Thank you for writing about your experiences in such detail and with much honesty. I wouldn't be quick to close the door with Bee. He seems to be genuinely in need of financial assistance. If I remember correctly, when he first met you, he didn't talk about money at all and he seemed like he wanted to know whether there could be chemistry between the two of you for a relationship.
It takes time to get to know a person. I encourage you to keep in touch with him when you are back at home. If you are able to maintain meaningful online conversations with him, that shows there is some connection in your relationship. If you want to, you might consider sending him a small sum of money every month to help him slowly clear his debt. However, you should be the one deciding how much to give and it is based on how much you are prepared to give and not how much he asks for.
I have known my regular guy for 9 years now and it started back in 2016. I subsequently met him every time I visited Bangkok.
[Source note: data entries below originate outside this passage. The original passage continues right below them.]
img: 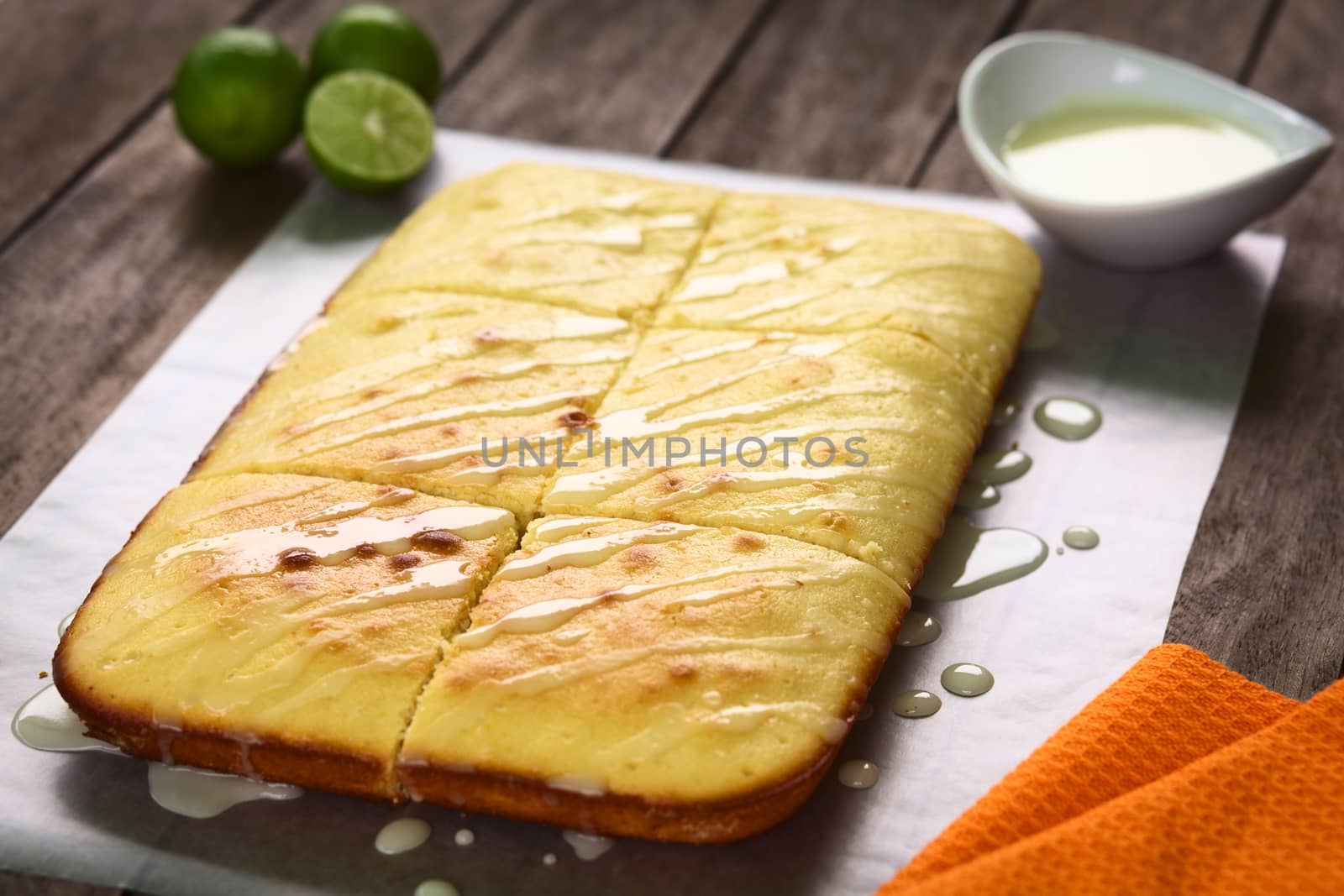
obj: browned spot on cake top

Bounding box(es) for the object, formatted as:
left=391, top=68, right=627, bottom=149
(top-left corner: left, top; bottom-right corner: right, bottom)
left=556, top=411, right=593, bottom=430
left=732, top=532, right=764, bottom=551
left=621, top=544, right=657, bottom=567
left=278, top=548, right=318, bottom=569
left=412, top=529, right=464, bottom=553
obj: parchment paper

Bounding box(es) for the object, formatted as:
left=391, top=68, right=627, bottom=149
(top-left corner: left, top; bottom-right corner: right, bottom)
left=0, top=132, right=1284, bottom=896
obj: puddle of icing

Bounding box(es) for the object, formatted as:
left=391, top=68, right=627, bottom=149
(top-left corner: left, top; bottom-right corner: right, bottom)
left=941, top=663, right=995, bottom=697
left=966, top=448, right=1031, bottom=486
left=836, top=759, right=880, bottom=790
left=546, top=773, right=610, bottom=797
left=374, top=818, right=430, bottom=856
left=560, top=831, right=616, bottom=862
left=916, top=513, right=1050, bottom=600
left=896, top=610, right=942, bottom=647
left=990, top=401, right=1021, bottom=426
left=415, top=878, right=461, bottom=896
left=891, top=690, right=942, bottom=719
left=1031, top=398, right=1100, bottom=442
left=9, top=685, right=121, bottom=753
left=1020, top=317, right=1059, bottom=352
left=1064, top=525, right=1100, bottom=551
left=150, top=762, right=304, bottom=818
left=957, top=481, right=999, bottom=511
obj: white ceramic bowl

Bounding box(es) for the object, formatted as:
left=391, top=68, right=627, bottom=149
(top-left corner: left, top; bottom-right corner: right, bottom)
left=958, top=31, right=1335, bottom=269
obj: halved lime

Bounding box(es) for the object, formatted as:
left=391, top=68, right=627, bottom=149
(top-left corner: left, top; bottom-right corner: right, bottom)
left=304, top=71, right=434, bottom=193
left=172, top=29, right=307, bottom=166
left=309, top=3, right=442, bottom=102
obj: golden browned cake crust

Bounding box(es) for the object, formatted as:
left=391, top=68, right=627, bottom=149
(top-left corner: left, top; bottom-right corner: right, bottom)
left=55, top=475, right=516, bottom=799
left=55, top=165, right=1040, bottom=842
left=398, top=516, right=910, bottom=841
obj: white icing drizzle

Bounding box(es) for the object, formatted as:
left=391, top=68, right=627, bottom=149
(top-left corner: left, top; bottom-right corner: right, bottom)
left=546, top=775, right=606, bottom=797
left=374, top=818, right=433, bottom=856
left=836, top=759, right=880, bottom=790
left=560, top=831, right=616, bottom=862
left=9, top=685, right=119, bottom=753
left=150, top=762, right=304, bottom=818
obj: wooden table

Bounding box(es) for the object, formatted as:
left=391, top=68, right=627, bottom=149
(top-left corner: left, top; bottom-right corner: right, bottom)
left=0, top=0, right=1344, bottom=894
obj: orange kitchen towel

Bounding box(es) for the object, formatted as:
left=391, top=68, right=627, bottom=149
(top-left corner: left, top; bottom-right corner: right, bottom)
left=879, top=645, right=1344, bottom=896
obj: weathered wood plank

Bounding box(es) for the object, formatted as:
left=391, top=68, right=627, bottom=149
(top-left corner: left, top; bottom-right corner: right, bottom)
left=0, top=0, right=263, bottom=244
left=0, top=0, right=507, bottom=532
left=1167, top=0, right=1344, bottom=697
left=670, top=0, right=1013, bottom=183
left=438, top=0, right=764, bottom=153
left=0, top=871, right=118, bottom=896
left=910, top=0, right=1270, bottom=196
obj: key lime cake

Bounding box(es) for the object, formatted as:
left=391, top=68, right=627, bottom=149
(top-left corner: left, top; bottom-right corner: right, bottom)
left=54, top=165, right=1040, bottom=842
left=659, top=195, right=1040, bottom=391
left=55, top=474, right=516, bottom=799
left=398, top=516, right=910, bottom=841
left=197, top=291, right=636, bottom=521
left=336, top=165, right=721, bottom=317
left=544, top=329, right=993, bottom=589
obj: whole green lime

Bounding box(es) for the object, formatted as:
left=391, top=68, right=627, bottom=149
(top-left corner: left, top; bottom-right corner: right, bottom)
left=304, top=71, right=434, bottom=193
left=172, top=29, right=307, bottom=168
left=309, top=3, right=442, bottom=102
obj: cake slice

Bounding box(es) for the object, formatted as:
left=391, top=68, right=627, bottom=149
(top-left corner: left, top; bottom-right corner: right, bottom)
left=54, top=475, right=516, bottom=800
left=398, top=516, right=909, bottom=842
left=197, top=291, right=636, bottom=521
left=336, top=164, right=721, bottom=317
left=657, top=193, right=1040, bottom=391
left=542, top=329, right=992, bottom=589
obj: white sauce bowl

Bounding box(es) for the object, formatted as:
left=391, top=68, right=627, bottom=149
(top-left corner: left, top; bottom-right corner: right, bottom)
left=958, top=31, right=1335, bottom=270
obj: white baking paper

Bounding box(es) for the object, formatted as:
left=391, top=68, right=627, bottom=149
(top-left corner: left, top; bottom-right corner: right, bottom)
left=0, top=132, right=1284, bottom=896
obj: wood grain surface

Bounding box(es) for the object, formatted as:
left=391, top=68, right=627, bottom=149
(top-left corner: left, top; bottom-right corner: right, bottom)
left=0, top=0, right=1344, bottom=896
left=0, top=0, right=263, bottom=246
left=1167, top=3, right=1344, bottom=697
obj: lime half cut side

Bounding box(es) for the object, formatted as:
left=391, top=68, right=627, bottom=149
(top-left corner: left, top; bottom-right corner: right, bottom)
left=304, top=71, right=434, bottom=193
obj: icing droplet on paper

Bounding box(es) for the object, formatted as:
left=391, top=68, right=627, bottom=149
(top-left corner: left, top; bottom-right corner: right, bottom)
left=150, top=762, right=304, bottom=818
left=942, top=663, right=995, bottom=697
left=836, top=759, right=880, bottom=790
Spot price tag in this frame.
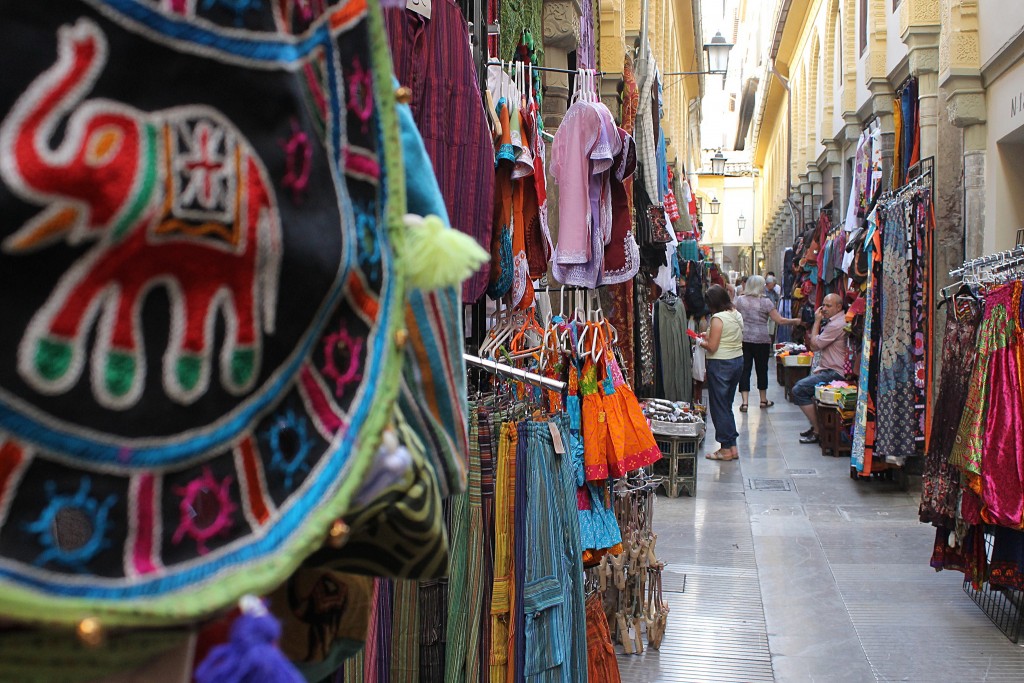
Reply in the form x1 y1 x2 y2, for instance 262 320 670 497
548 422 565 456
406 0 430 18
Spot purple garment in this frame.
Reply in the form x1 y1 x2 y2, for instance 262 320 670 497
551 101 623 288
577 0 597 69
384 0 495 302
551 102 610 265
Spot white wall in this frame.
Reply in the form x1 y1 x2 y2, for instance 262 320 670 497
716 177 760 247
978 0 1024 66
985 55 1024 252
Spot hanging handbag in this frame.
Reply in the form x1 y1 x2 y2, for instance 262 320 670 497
647 204 672 245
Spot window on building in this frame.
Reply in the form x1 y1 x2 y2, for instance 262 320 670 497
859 0 867 54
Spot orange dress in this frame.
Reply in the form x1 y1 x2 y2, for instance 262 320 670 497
580 358 608 481
604 351 662 476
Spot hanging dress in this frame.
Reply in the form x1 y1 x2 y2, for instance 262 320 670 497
605 351 662 476
487 98 515 299
981 282 1024 528
919 297 981 528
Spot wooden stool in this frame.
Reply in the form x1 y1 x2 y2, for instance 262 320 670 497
782 366 811 401
653 438 703 498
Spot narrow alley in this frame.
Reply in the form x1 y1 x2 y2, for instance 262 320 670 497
618 384 1024 683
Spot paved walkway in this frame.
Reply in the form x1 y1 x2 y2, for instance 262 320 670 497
618 384 1024 683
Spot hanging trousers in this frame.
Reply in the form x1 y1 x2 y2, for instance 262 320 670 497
489 422 518 683
444 410 489 683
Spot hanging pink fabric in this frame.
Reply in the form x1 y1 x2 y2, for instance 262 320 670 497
981 282 1024 527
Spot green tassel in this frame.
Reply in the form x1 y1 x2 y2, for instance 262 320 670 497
406 215 490 291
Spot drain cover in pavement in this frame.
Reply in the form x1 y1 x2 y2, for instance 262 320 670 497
748 479 793 490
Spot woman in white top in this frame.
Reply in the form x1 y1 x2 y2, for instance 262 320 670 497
698 285 743 460
736 275 800 413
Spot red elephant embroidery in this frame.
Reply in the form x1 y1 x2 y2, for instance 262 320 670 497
0 19 282 409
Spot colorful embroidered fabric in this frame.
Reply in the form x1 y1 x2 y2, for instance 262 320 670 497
919 297 981 528
0 0 415 625
876 204 918 458
850 220 879 474
949 285 1013 495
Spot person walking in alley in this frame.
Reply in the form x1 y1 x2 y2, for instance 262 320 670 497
735 275 800 413
697 285 743 460
793 294 847 443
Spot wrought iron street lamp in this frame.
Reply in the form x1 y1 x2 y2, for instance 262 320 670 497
705 31 732 74
665 31 732 76
711 150 725 175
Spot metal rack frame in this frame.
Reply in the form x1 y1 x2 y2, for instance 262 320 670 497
964 532 1024 643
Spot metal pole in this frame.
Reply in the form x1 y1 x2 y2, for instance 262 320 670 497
462 353 565 391
640 0 650 59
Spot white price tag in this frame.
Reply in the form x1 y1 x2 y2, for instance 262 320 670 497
548 422 565 456
406 0 430 18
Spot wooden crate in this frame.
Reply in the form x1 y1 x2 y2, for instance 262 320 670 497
654 434 703 498
814 400 852 458
782 366 811 400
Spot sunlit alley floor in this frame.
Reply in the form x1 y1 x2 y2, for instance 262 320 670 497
618 382 1024 683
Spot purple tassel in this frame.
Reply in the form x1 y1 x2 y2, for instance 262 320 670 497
196 596 305 683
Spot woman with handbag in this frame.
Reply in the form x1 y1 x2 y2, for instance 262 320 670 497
697 285 743 460
735 275 800 413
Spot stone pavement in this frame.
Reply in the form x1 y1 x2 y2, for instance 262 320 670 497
618 384 1024 683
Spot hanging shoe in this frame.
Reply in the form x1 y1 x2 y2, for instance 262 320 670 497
615 612 635 654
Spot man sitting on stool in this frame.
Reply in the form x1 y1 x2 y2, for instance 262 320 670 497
793 294 846 443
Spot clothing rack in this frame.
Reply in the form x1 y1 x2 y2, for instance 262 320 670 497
949 245 1024 278
879 169 932 204
487 60 606 76
462 353 565 391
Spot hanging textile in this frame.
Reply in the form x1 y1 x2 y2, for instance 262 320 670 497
874 205 916 458
850 219 881 473
492 0 544 63
920 296 982 528
384 0 493 302
654 296 693 403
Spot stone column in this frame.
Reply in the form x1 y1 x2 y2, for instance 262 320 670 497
900 0 941 161
807 165 822 216
867 79 896 187
797 173 814 223
936 0 987 258
823 140 846 210
543 0 582 131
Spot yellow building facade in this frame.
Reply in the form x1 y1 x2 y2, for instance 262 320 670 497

In 2019, he was disillusioned with the life working in a bar so he asked me if I could support him monthly if he went back to Vietnam. It was a reasonable sum and I could afford it so I said yes. It was not his only source of income. He worked and my money merely supplemented his earnings as he provided for his parents. But Covid hit and things were bad. The job situation in Vietnam didn't recover after Covid so he came back to Bangkok to work in 2022.
I got reunited with him physically and have been meeting him for the past few years. He's done well enough that I have stopped sending him money every month. Of course, I tend to give him quite a bit more than a regular customer when I meet him in Bangkok!
Our long distance relationship consists of chatting about mundane things such as "what did you eat for dinner?" or "how's the weather?" but we also ask about each other's health and share about our individual life.